Heat Evacuation from Active Raman Media Heat Evacuation from Active Raman Media Using Quasi-PT Symmetry Coupling

TL;DR

This paper introduces a novel quasi-PT symmetry coupling method using a coupled-waveguide structure to significantly reduce heat generated by anti-Stokes Raman scattering in active Raman media, enhancing thermal management.

Contribution

It presents a new frequency-selective quasi-PT symmetry approach with coupled waveguides to suppress heat from CARS in active Raman media, which was not previously demonstrated.

Findings

Heat reduction by up to five times with optimal coupling.

Effective suppression of reversed CARS cycles.

Enhanced thermal management in Raman systems.

Abstract

We propose to use frequency-selective quasi parity-time symmetry to reduce the heat generated by coherent anti-Stokes Raman scattering (CARS) reversed cycles in active Raman media with phase mismatch.

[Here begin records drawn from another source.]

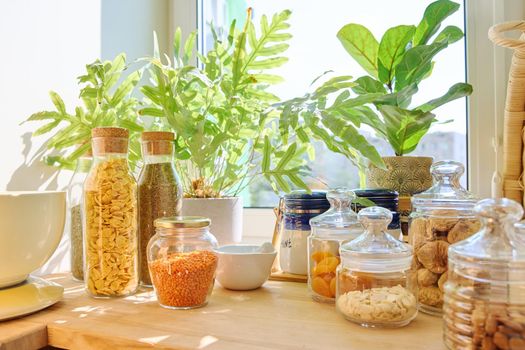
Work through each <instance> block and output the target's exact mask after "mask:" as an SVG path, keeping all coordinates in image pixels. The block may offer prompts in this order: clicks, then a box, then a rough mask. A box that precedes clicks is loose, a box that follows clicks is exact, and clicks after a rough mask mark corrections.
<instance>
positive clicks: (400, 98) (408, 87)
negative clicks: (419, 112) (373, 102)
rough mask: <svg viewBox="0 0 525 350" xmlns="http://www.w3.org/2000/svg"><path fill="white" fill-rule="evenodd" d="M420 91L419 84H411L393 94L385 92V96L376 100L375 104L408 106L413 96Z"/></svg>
mask: <svg viewBox="0 0 525 350" xmlns="http://www.w3.org/2000/svg"><path fill="white" fill-rule="evenodd" d="M417 91H418V87H417V84H415V83H414V84H410V85H408V86H406V87H404V88H403V89H401V90H400V91H397V92H394V93H391V94H385V95H383V96H380V97H378V98H377V99H375V100H374V104H375V105H392V106H397V107H401V108H406V107H408V105H409V104H410V102H411V100H412V96H414V95H415V94H416V93H417Z"/></svg>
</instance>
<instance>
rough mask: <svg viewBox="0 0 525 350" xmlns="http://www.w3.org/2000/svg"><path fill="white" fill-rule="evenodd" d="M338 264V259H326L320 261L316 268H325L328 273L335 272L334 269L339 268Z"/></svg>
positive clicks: (338, 263)
mask: <svg viewBox="0 0 525 350" xmlns="http://www.w3.org/2000/svg"><path fill="white" fill-rule="evenodd" d="M339 262H340V261H339V258H338V257H335V256H334V257H328V258H324V259H323V260H321V261H320V262H319V264H318V265H317V266H327V268H328V272H335V269H337V266H339Z"/></svg>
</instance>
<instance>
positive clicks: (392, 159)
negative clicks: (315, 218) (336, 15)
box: [337, 0, 472, 194]
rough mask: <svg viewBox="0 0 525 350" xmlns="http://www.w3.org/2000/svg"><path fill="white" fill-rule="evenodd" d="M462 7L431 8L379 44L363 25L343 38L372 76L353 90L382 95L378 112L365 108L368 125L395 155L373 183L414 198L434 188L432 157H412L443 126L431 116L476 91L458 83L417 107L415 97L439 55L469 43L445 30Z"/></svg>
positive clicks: (436, 3) (386, 161)
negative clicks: (417, 195) (436, 56)
mask: <svg viewBox="0 0 525 350" xmlns="http://www.w3.org/2000/svg"><path fill="white" fill-rule="evenodd" d="M458 9H459V4H457V3H455V2H452V1H449V0H439V1H435V2H433V3H431V4H430V5H429V6H428V7H427V8H426V10H425V13H424V15H423V18H422V19H421V21H420V22H419V24H418V25H417V26H414V25H399V26H395V27H392V28H390V29H388V30H387V31H386V32H385V33H384V35H383V37H382V38H381V40H380V41H379V42H378V41H377V40H376V39H375V38H374V36H373V35H372V33H371V32H370V31H369V30H368V29H366V28H365V27H364V26H362V25H359V24H353V23H351V24H347V25H345V26H344V27H343V28H341V30H340V31H339V32H338V34H337V37H338V38H339V40H340V41H341V43H342V44H343V46H344V48H345V49H346V51H347V52H348V53H349V54H350V55H351V56H352V58H353V59H354V60H355V61H356V62H357V63H359V64H360V66H361V67H362V68H363V69H364V70H365V71H366V72H367V73H368V75H366V76H362V77H360V78H358V79H357V80H356V81H355V82H356V83H357V86H355V87H353V88H352V90H353V91H354V92H355V93H356V94H358V95H359V96H366V95H369V94H377V96H376V97H375V98H374V99H373V100H372V101H371V103H372V104H373V106H374V109H372V108H369V107H366V106H364V107H361V111H362V112H363V113H364V117H363V120H362V122H363V123H365V124H367V125H369V126H370V127H372V128H373V129H374V130H375V132H376V133H377V135H378V136H380V137H381V138H383V139H385V140H386V141H387V142H388V143H389V144H390V146H391V147H392V149H393V150H394V152H395V156H394V157H383V161H384V162H385V164H386V169H381V168H378V167H376V166H375V165H373V164H372V165H371V166H370V167H369V168H368V175H367V177H368V184H369V186H371V187H382V188H390V189H394V190H397V191H398V192H399V193H400V194H413V193H417V192H421V191H423V190H426V189H427V188H429V187H430V186H431V184H432V179H431V176H430V165H431V163H432V158H430V157H411V156H407V154H409V153H411V152H413V151H414V150H415V149H416V147H417V145H418V144H419V142H420V141H421V138H422V137H423V136H424V135H425V134H426V133H427V132H428V131H429V129H430V127H431V126H432V125H433V124H434V123H437V122H438V119H437V118H436V116H435V115H434V114H433V113H431V112H432V111H433V110H434V109H436V108H437V107H439V106H442V105H443V104H446V103H448V102H450V101H452V100H455V99H458V98H461V97H465V96H468V95H470V94H471V93H472V87H471V86H470V85H469V84H466V83H457V84H454V85H453V86H452V87H450V89H449V90H448V91H447V92H446V93H445V94H444V95H443V96H440V97H438V98H435V99H433V100H431V101H428V102H426V103H423V104H421V105H416V106H414V105H413V104H412V103H411V100H412V97H413V96H414V95H415V94H416V93H417V92H418V85H419V83H420V82H421V81H422V80H423V79H426V78H428V77H429V76H430V75H431V73H432V69H433V67H434V62H433V61H432V60H433V58H434V57H435V55H436V54H438V53H439V52H441V51H442V50H444V49H445V48H447V46H448V45H450V44H452V43H454V42H457V41H458V40H460V39H461V38H463V32H462V31H461V29H460V28H458V27H456V26H447V27H445V28H443V30H441V31H439V29H440V26H441V23H442V21H443V20H444V19H445V18H447V17H448V16H450V15H451V14H453V13H454V12H456V11H457V10H458ZM438 31H439V32H438Z"/></svg>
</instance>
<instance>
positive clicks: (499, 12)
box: [169, 0, 525, 242]
mask: <svg viewBox="0 0 525 350" xmlns="http://www.w3.org/2000/svg"><path fill="white" fill-rule="evenodd" d="M170 2H171V8H170V9H171V11H170V13H171V16H170V28H169V29H170V32H171V33H173V32H174V30H175V28H176V27H178V26H180V27H181V29H182V30H183V32H185V33H189V32H191V31H194V30H197V29H198V28H197V26H198V23H199V19H202V11H201V9H202V6H201V5H202V0H193V1H188V0H170ZM464 5H465V6H464V16H465V33H466V39H465V53H466V62H465V64H466V75H467V76H466V81H467V82H469V83H470V84H472V85H473V86H474V94H473V95H472V96H471V97H469V98H468V99H467V102H466V103H467V107H466V108H467V163H468V174H469V179H468V184H469V189H470V190H471V191H473V192H474V193H476V194H478V195H479V196H480V197H490V196H497V195H498V194H499V191H498V190H497V189H498V186H497V181H496V182H494V181H493V177H494V174H495V173H497V171H498V170H499V169H501V164H502V160H503V159H502V156H500V154H501V152H499V150H500V149H501V145H502V138H503V111H504V106H505V94H506V83H507V77H508V71H509V68H510V57H511V52H510V50H505V49H503V48H499V47H495V46H494V45H493V44H492V42H490V40H488V38H487V31H488V28H489V27H490V26H492V25H493V24H494V23H499V22H505V21H508V20H514V19H523V18H524V17H525V4H522V3H520V2H519V1H512V0H464ZM170 35H172V34H170ZM170 40H171V38H170ZM201 47H202V39H199V46H198V48H199V49H200V48H201ZM244 209H245V210H244V223H243V237H244V240H246V241H248V242H251V241H262V240H270V239H271V234H272V232H273V227H274V224H275V215H274V213H273V210H272V209H271V208H267V209H264V208H244Z"/></svg>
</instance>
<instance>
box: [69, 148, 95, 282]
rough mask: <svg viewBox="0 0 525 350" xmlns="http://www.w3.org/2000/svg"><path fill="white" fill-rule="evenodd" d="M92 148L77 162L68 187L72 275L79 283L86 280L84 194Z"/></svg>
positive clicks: (91, 153) (92, 155)
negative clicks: (84, 181) (84, 216)
mask: <svg viewBox="0 0 525 350" xmlns="http://www.w3.org/2000/svg"><path fill="white" fill-rule="evenodd" d="M92 160H93V153H92V152H91V148H90V149H89V150H87V151H86V152H85V153H84V154H83V155H82V156H81V157H80V158H78V160H77V166H76V168H75V172H74V173H73V176H72V177H71V181H70V182H69V185H68V191H67V195H68V205H69V229H70V243H71V250H70V254H71V275H72V276H73V278H74V279H75V280H77V281H82V280H84V252H83V249H84V248H83V246H84V234H83V227H82V192H83V187H84V181H86V177H87V174H88V172H89V169H90V168H91V162H92Z"/></svg>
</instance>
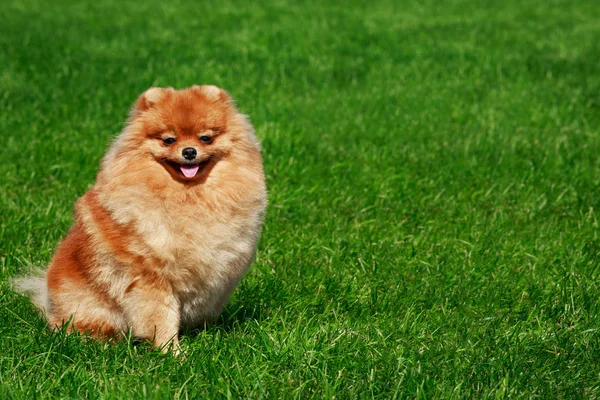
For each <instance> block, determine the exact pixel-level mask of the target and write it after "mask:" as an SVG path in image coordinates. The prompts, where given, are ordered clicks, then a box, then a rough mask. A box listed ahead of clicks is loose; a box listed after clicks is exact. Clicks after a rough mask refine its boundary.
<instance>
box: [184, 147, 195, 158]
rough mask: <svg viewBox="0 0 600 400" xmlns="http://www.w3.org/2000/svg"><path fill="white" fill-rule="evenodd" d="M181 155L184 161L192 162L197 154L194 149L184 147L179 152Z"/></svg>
mask: <svg viewBox="0 0 600 400" xmlns="http://www.w3.org/2000/svg"><path fill="white" fill-rule="evenodd" d="M181 154H182V155H183V158H185V159H186V160H193V159H194V158H196V155H197V154H198V152H196V149H194V148H193V147H186V148H185V149H183V150H182V151H181Z"/></svg>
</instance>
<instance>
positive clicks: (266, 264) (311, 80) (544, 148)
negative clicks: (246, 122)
mask: <svg viewBox="0 0 600 400" xmlns="http://www.w3.org/2000/svg"><path fill="white" fill-rule="evenodd" d="M0 26H1V27H2V28H1V34H0V132H1V133H2V138H3V144H2V146H0V171H1V175H0V398H2V399H10V398H15V399H21V398H33V397H34V396H38V397H45V398H46V397H48V398H80V397H91V398H94V397H98V398H186V397H189V398H220V397H231V398H260V397H268V398H276V399H279V398H331V397H336V398H340V399H348V398H370V397H373V398H382V399H388V398H404V397H408V398H415V397H419V398H439V397H443V398H451V397H452V398H454V397H476V398H480V397H519V398H520V397H525V398H528V397H540V398H549V397H551V398H555V397H558V398H576V397H586V398H597V397H600V318H599V312H600V237H599V233H600V229H599V227H598V223H599V221H598V220H599V218H600V160H599V154H600V137H599V132H600V3H599V2H597V1H593V0H589V1H568V0H565V1H541V0H540V1H516V0H509V1H503V2H499V1H498V2H492V1H475V0H450V1H444V2H439V1H433V0H424V1H423V0H419V1H409V2H398V1H392V0H390V1H376V2H367V1H364V2H361V1H354V2H345V3H343V6H342V5H337V3H334V2H324V1H287V0H274V1H265V2H245V1H236V2H232V1H209V2H198V3H197V4H193V3H191V2H179V1H175V2H165V1H157V0H148V1H145V2H140V4H137V5H134V4H133V3H130V2H123V1H97V2H88V3H84V2H78V3H75V2H67V1H52V2H46V1H41V0H25V1H7V2H4V3H3V5H2V11H1V12H0ZM194 83H211V84H216V85H219V86H221V87H223V88H226V89H227V90H229V91H230V93H231V94H232V96H233V97H234V98H235V99H236V100H237V104H238V106H239V108H240V109H241V110H242V111H243V112H244V113H246V114H249V115H250V116H251V119H252V121H253V123H254V125H255V127H256V130H257V134H258V136H259V138H260V139H261V141H262V144H263V148H264V158H265V169H266V173H267V176H268V184H269V191H270V204H269V209H268V215H267V219H266V223H265V228H264V234H263V236H262V239H261V243H260V247H259V251H258V255H257V259H256V262H255V264H254V266H253V267H252V269H251V271H250V272H249V274H248V275H247V277H246V278H245V279H244V281H243V282H242V284H241V285H240V287H239V288H238V290H237V291H236V292H235V294H234V296H233V298H232V300H231V303H230V304H229V305H228V307H227V308H226V311H225V314H224V316H223V318H222V321H221V322H220V323H219V324H218V325H217V326H214V327H210V328H208V329H206V330H203V331H201V332H199V333H197V334H195V335H188V336H184V337H183V338H182V340H183V345H184V347H185V348H186V349H187V357H186V358H185V359H177V358H174V357H172V356H170V355H163V354H161V353H158V352H156V351H153V350H152V349H150V348H148V347H147V346H145V345H136V344H132V343H129V342H120V343H117V344H114V345H104V344H101V343H98V342H94V341H89V340H82V338H81V337H77V336H66V335H64V334H61V333H60V332H59V333H53V332H51V331H49V330H48V329H47V328H46V327H45V323H44V321H43V320H42V319H41V318H40V317H39V316H38V315H37V314H36V312H35V310H34V308H33V306H32V305H31V304H30V303H29V302H28V301H27V300H26V299H25V298H23V297H21V296H19V295H17V294H15V293H14V292H13V291H12V290H11V289H10V286H9V283H8V280H9V278H10V277H13V276H15V275H18V274H21V273H23V272H24V271H25V270H26V269H27V268H29V266H31V265H34V266H39V267H42V266H44V265H46V264H47V263H48V261H49V260H50V257H51V256H52V252H53V250H54V247H55V246H56V244H57V243H58V241H59V240H60V239H61V237H63V236H64V234H65V232H66V231H67V229H68V228H69V226H70V224H71V222H72V206H73V203H74V201H75V199H76V198H77V197H78V196H80V195H81V194H83V193H84V192H85V190H86V189H87V188H88V187H89V186H90V185H91V184H92V182H93V181H94V177H95V174H96V171H97V169H98V163H99V160H100V158H101V157H102V156H103V154H104V152H105V150H106V148H107V145H108V143H110V141H111V140H112V138H113V137H114V136H115V134H116V133H118V132H119V131H120V129H121V128H122V126H123V122H124V120H125V118H126V116H127V113H128V110H129V107H130V106H131V104H132V103H133V101H134V100H135V98H136V97H137V96H138V95H139V94H140V93H141V92H143V91H144V90H145V89H147V88H148V87H150V86H175V87H187V86H190V85H192V84H194Z"/></svg>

This is accomplished using a coupled-waveguide structure, which includes the active Raman waveguide (RW), where the Stokes signal undergoes amplification via stimulated Stokes Raman scattering (SSRS), and a dissipative waveguide (DW), which is tuned to the anti-Stokes wavelength so as to evacuate the corresponding anti-Stokes photons from the RW by coupling. The DW introduces optical loss that partially offsets the growth of the anti-Stokes signal in the RW and hence suppress the reversed CARS cycles that would otherwise result into heat generation in the RW. It is shown that the frequency-selective quasi parity-time symmetry provided by the DW can reduce the heat in active Raman media by a very factor of up to five when the CARS phase mismatch is compensated for by the optimum level of coupling between the RW and the DW.